MALARIA AS A SELECTIVE FORCE IN THE PREHISTORY OF THE MEDITERRANEAN BASIN

Malaria is thought to have been a main selective force in human evolution. Indeed, it is still one of the main causes of mortality in developing countries in tropical areas. It’s caused by a protozoan Plasmodium, which is transmitted through the mosquito Anopheles. Its presence in the Mediterranean has been dated to ~10,000 yBP, following the agriculture expansion around the Neolithic.
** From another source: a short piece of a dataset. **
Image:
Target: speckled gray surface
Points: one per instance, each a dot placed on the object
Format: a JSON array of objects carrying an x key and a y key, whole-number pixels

The selective effect of malaria is associated to the persistence of deleterious alleles, which in turn confer resistance against the parasite. One of the best-known examples is the prevalence of thalassemia and sickle cell variants in malaria endemic regions. But when did this selection start? And how strong was it in the Mediterranean basin? These questions have been object of intense research, with most of the studies being based on the observation of correlations between the distribution of the parasite and the resistant variants. Here we present a direct approach, based on the analysis of DNA from ancient humans. We analysed the genomes of more than 300 ancient individuals from Italy and Central Europe, in a time transect of 12000 years (from UP to Medieval times). We studied the changes of allele frequency at loci related to malaria resistance in both datasets, to understand when and to what extent the malaria was an evolutionary force in Europe. Unlike Central Europe, we found an important increase of malaria resistant alleles in Italy around the Bronze Age, especially in Sardinia. What’s more, our analysis showed that the nature and prevalence of protective variants in the beta-globin gene in prehistoric Italy differed from those found in the current populations. Following the times and origins of the different trends in selection towards different resistant alleles, we are reconstructing the times and dynamics of malaria expansion in Italy and the southwest Europe.